Our online business operates on a Magento 2.4.x installation which now has nearly 100 in-house modules that deliver features and functionality specific to our business. Every module has its own Git repository (we use BitBucket for our repositories and Satis to drive our private package server).
During development, we simply used dev-master for all modules which made pushing updates very quick and easy (either with composer or git pull origin master in the module's directory under vendor/mybusiness). The decision to put every Module into its own repo, and version it by itself was deliberate: we felt that there we advantages to this approach, especially when making changes to the public API for one of many modules. So long we followed SEMVER appropriately, we would be immediately aware of when a change we've introduced may cause issues with one of our other modules that maybe has not been worked on in a while.
While this example scenario is true, we're now realizing the downsides of having such a massive web of dependencies e.g. a change to one module might require a handful of other git operations and file changes across many other modules. This does not "feel" right to our development staff.
We are discussing moving all of our modules into the app/code directory, and using Composer only to manage 3rd party modules, essentially treating our collection of modules as a single application.
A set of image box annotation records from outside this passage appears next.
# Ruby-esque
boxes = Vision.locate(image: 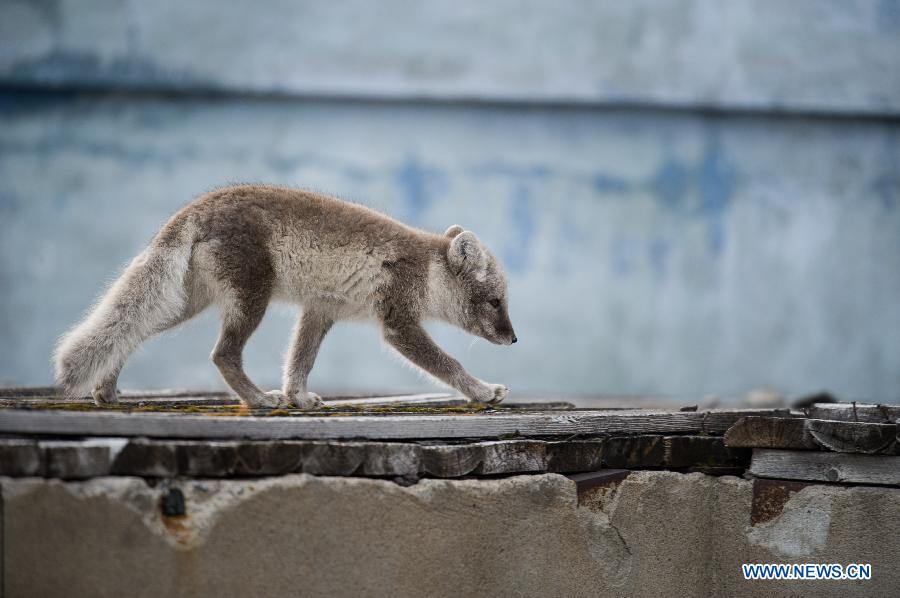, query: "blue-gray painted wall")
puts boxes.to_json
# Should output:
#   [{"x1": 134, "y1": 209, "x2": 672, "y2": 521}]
[{"x1": 0, "y1": 0, "x2": 900, "y2": 401}]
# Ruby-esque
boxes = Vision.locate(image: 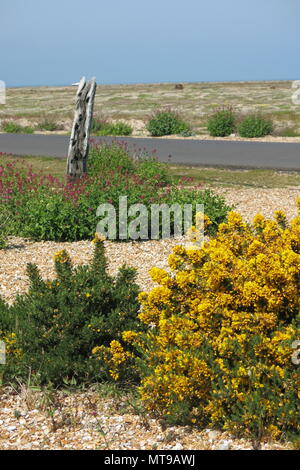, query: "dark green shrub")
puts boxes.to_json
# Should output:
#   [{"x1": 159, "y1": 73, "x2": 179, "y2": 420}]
[
  {"x1": 88, "y1": 142, "x2": 135, "y2": 176},
  {"x1": 146, "y1": 109, "x2": 191, "y2": 137},
  {"x1": 238, "y1": 115, "x2": 273, "y2": 137},
  {"x1": 275, "y1": 127, "x2": 300, "y2": 137},
  {"x1": 1, "y1": 121, "x2": 34, "y2": 134},
  {"x1": 136, "y1": 157, "x2": 172, "y2": 186},
  {"x1": 0, "y1": 143, "x2": 229, "y2": 241},
  {"x1": 37, "y1": 118, "x2": 64, "y2": 132},
  {"x1": 207, "y1": 109, "x2": 236, "y2": 137},
  {"x1": 91, "y1": 119, "x2": 133, "y2": 136},
  {"x1": 0, "y1": 239, "x2": 139, "y2": 386}
]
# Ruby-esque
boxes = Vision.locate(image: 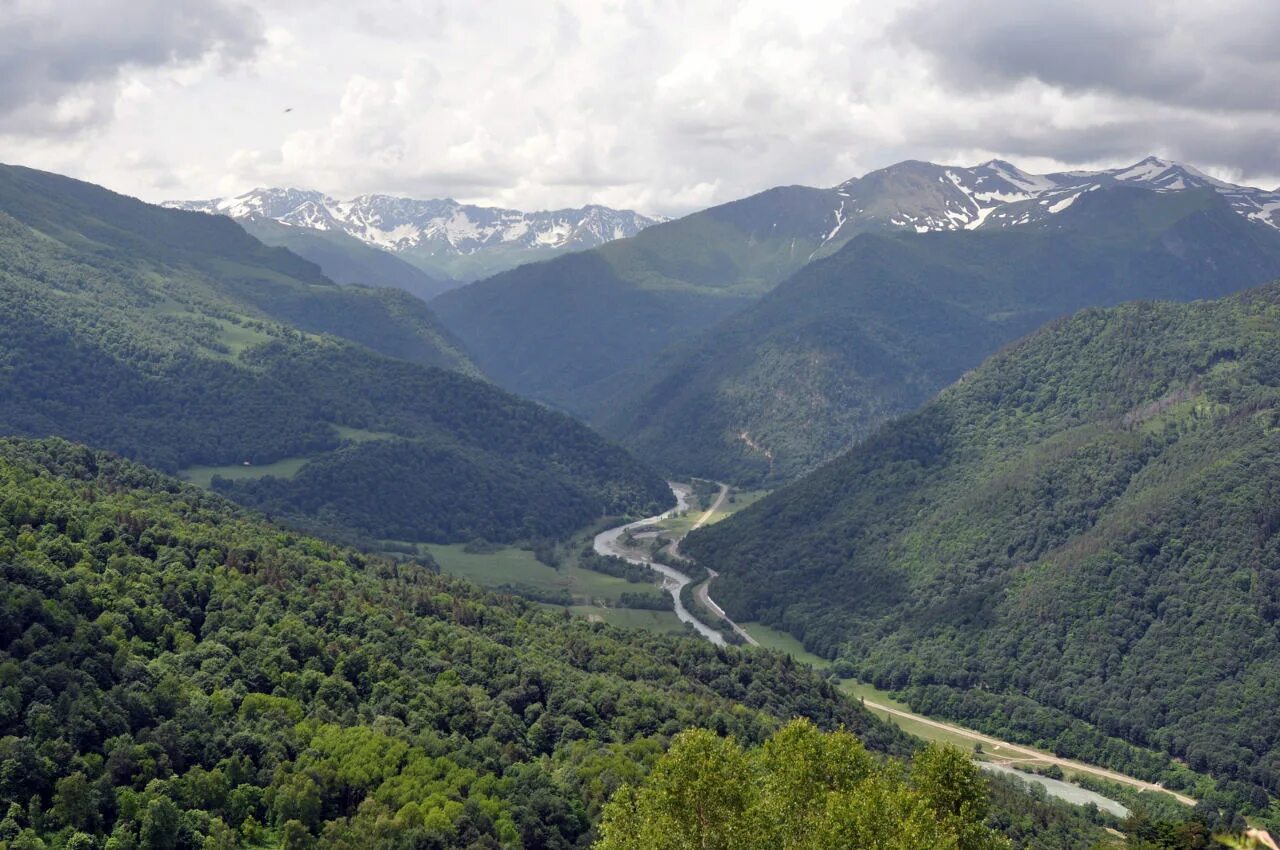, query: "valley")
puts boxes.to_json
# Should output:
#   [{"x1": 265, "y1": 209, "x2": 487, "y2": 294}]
[
  {"x1": 570, "y1": 483, "x2": 1196, "y2": 817},
  {"x1": 10, "y1": 0, "x2": 1280, "y2": 850}
]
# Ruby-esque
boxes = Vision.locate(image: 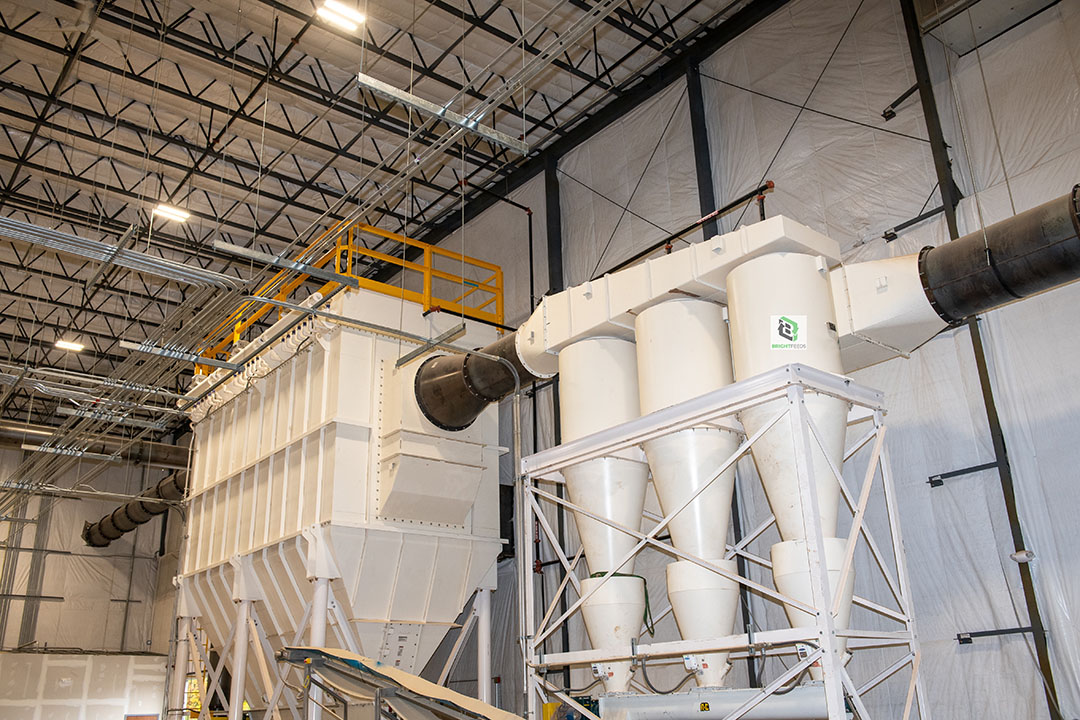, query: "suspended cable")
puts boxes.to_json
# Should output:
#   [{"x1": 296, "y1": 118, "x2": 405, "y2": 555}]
[
  {"x1": 589, "y1": 86, "x2": 688, "y2": 277},
  {"x1": 699, "y1": 72, "x2": 930, "y2": 144}
]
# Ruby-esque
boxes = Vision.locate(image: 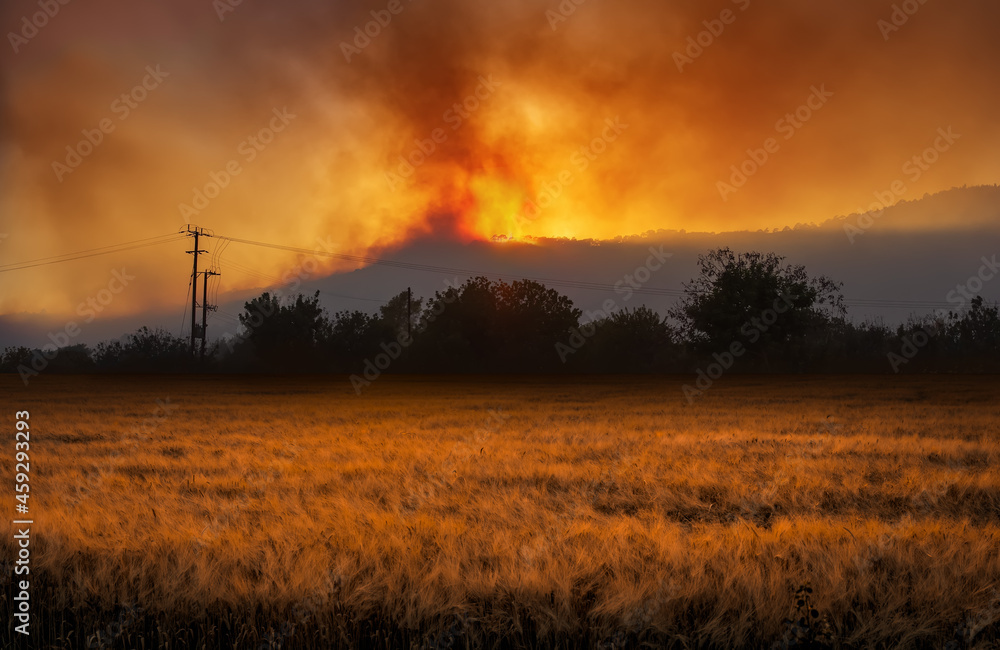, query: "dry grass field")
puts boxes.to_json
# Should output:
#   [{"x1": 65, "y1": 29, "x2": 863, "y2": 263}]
[{"x1": 0, "y1": 376, "x2": 1000, "y2": 648}]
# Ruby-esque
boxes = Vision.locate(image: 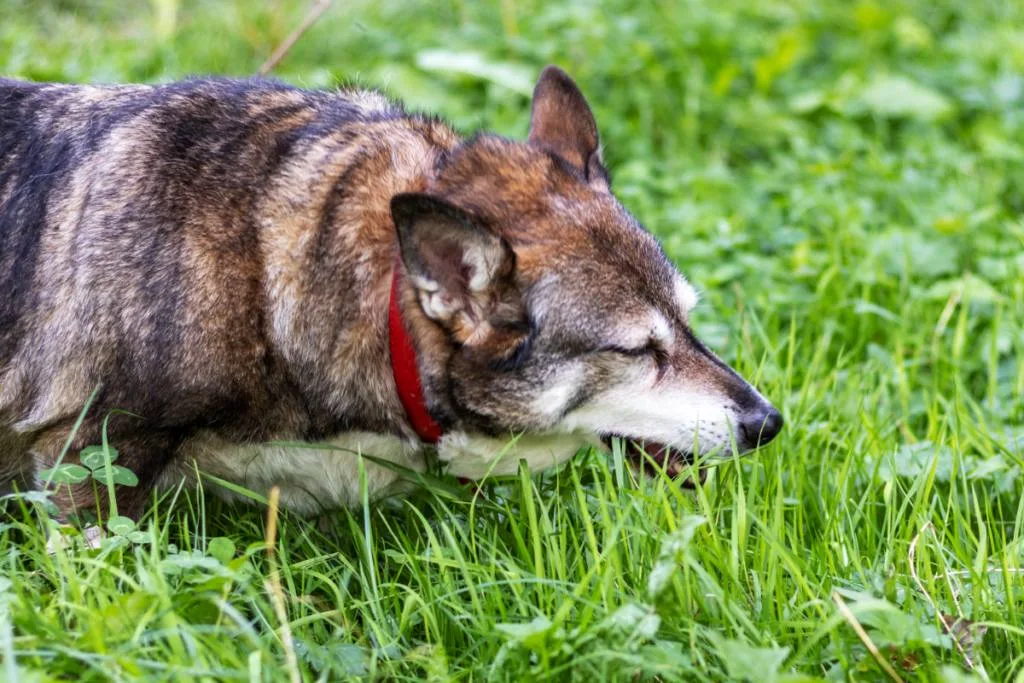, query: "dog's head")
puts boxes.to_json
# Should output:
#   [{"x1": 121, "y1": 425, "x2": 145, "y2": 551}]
[{"x1": 391, "y1": 67, "x2": 782, "y2": 476}]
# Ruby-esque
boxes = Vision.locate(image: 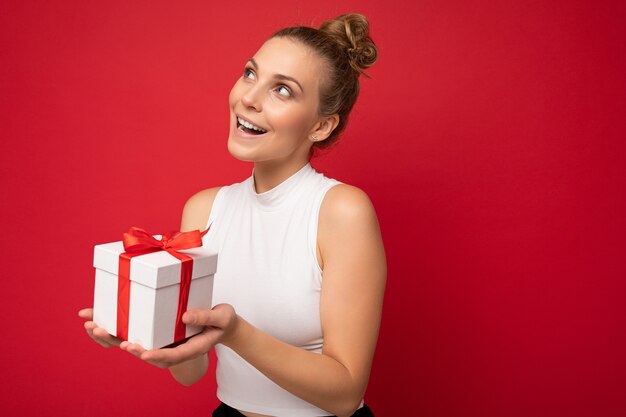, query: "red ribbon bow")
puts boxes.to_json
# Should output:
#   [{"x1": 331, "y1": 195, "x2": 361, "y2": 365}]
[{"x1": 117, "y1": 226, "x2": 211, "y2": 342}]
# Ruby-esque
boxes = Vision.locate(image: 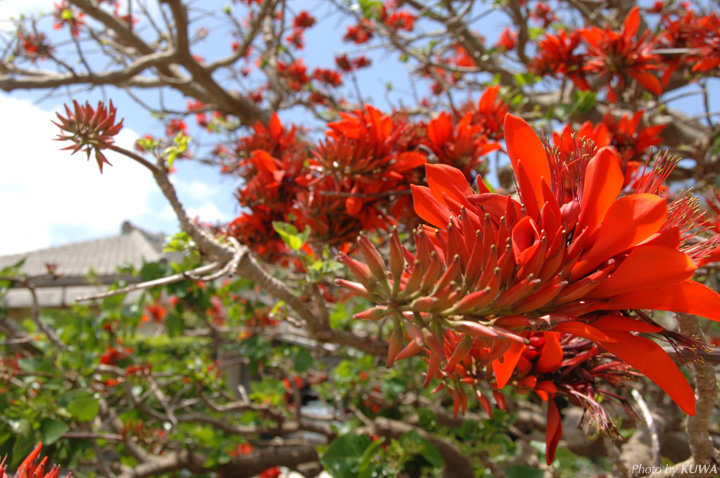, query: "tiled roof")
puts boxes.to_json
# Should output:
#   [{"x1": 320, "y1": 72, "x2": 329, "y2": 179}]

Since our development team is small and in-house, we feel that it is totally manageable for us to handle the occasional merge if two developers just-so-happen to modify the same file in their bug/feature branch and introduce a merge conflict (this problem would not be unique to this proposed change, either).
We do maintain our own repository for the Magento 2 files and folder structure so that we can (for example) version control our own error pages, .htaccess files, etc. This repository contains little more than these sorts of files/folders and the composer.json file that is exactly what ships with Magento 2, with all of our in-house modules and a select few 3rd party modules included. Therefore, we have an "easy" means of moving our modules from being managed by Composer and simply versioning them altogether, but that also has some sort of weird feeling to it.
I would love to hear some input from other devs who maintain a large number of in-house modules for their business's Magneto 2 installation.